Feb 3 (Reuters) – OpenAI CEO Sam Altman on Tuesday played down the viral AI social network Moltbook as a likely fad, but he said the technology that let bots act on their own offered a glimpse of the future.
Altman delivered his remarks at the Cisco AI Summit in San Francisco, as tech leaders weighed in on the Reddit-like site where artificial intelligence-powered bots appear to swap code and gossip about their human owners.
The network started off as a niche experiment late last month but has become the center of a growing debate on how close computers are to possessing human-like intelligence.
Moltbook’s rise also brought risks. Cybersecurity firm Wiz said a major flaw exposed private data on thousands of real people.

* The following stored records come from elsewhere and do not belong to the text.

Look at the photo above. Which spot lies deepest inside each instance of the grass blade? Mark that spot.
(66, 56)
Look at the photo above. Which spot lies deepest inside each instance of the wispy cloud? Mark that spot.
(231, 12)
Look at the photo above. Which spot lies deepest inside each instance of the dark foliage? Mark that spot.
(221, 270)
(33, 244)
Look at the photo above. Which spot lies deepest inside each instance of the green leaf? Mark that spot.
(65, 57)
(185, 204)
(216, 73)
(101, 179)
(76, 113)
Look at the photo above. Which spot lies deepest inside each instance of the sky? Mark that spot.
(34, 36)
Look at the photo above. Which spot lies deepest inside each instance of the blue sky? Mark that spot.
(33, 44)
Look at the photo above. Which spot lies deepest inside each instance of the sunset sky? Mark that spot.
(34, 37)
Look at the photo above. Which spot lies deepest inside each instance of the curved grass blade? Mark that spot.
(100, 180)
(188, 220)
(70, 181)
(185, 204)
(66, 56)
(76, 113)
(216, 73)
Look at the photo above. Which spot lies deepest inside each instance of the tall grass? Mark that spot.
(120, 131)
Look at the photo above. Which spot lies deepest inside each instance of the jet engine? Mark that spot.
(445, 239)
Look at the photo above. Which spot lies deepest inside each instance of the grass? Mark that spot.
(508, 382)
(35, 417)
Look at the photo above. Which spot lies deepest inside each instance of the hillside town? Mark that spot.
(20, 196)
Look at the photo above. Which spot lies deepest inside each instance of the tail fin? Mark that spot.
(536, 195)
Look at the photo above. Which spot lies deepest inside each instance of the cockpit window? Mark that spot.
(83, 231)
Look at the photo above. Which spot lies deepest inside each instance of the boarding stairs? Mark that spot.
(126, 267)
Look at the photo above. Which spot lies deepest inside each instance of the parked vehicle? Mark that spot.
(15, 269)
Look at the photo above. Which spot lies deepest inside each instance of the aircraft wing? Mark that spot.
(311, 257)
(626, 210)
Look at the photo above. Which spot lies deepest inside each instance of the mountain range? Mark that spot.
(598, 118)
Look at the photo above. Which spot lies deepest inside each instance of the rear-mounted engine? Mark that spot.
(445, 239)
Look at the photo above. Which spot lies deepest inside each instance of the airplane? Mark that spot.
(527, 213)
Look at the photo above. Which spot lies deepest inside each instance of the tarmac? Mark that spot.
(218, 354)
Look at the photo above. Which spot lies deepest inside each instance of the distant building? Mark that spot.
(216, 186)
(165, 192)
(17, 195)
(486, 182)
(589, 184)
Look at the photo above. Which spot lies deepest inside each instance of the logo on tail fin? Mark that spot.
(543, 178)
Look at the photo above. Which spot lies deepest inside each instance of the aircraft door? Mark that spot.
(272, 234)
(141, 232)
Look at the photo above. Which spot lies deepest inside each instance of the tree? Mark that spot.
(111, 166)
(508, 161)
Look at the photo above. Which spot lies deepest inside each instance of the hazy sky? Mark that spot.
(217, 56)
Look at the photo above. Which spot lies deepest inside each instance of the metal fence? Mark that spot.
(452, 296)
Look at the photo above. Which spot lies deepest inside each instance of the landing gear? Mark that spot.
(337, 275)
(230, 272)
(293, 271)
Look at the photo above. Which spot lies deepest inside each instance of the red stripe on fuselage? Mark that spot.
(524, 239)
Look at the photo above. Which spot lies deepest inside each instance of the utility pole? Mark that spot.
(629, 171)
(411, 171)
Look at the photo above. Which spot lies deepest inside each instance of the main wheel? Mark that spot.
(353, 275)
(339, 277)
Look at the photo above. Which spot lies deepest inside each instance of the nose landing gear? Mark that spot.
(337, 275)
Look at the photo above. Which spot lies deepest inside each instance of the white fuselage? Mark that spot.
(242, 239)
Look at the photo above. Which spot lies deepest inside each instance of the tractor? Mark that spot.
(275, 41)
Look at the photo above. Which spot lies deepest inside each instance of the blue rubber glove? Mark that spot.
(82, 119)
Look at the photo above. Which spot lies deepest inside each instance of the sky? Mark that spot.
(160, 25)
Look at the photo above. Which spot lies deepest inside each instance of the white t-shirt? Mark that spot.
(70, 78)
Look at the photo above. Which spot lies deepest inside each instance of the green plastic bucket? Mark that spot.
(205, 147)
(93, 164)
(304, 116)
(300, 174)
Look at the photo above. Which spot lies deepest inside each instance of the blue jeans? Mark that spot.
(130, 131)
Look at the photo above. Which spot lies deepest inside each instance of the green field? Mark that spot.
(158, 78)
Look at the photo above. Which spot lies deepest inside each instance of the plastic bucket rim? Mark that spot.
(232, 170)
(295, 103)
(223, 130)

The site has been populated by an open-source bot OpenClaw – formerly known as Clawdbot or Moltbot – which its fans describe as an assistant that can stay on top of emails, tangle with insurers, check in for flights and perform myriad other tasks.
“Moltbook maybe (is a passing fad) but OpenClaw is not,” Altman said. “This idea that code is really powerful, but code plus generalized computer use is even much more powerful, is here to stay.”
Altman also pointed to Codex, OpenAI’s AI-powered coding assistant, which was used by more than a million developers last month, as a tool with similar ability.
OpenAI launched a standalone app for Codex for Apple’s macOS on Monday, aiming to compete more directly with tools such as Claude Code and Cursor that have sparked a boom in AI-generated coding, which is popularly known as vibe-coding.
Vibe-coding’s rise and the ability to build custom apps with it have also raised questions about the future of the software industry, with shares plunging in the sector on Tuesday after Anthropic launched a legal plug-in for its Claude chatbot.
Altman, though, said AI adoption has been slower than what he expected despite the growing use cases ranging from medical research to writing software.
“I think I was just naive and didn’t think about it that hard. And in retrospect and looking at the history, it shouldn’t be surprising,” he said about the pace of adoption.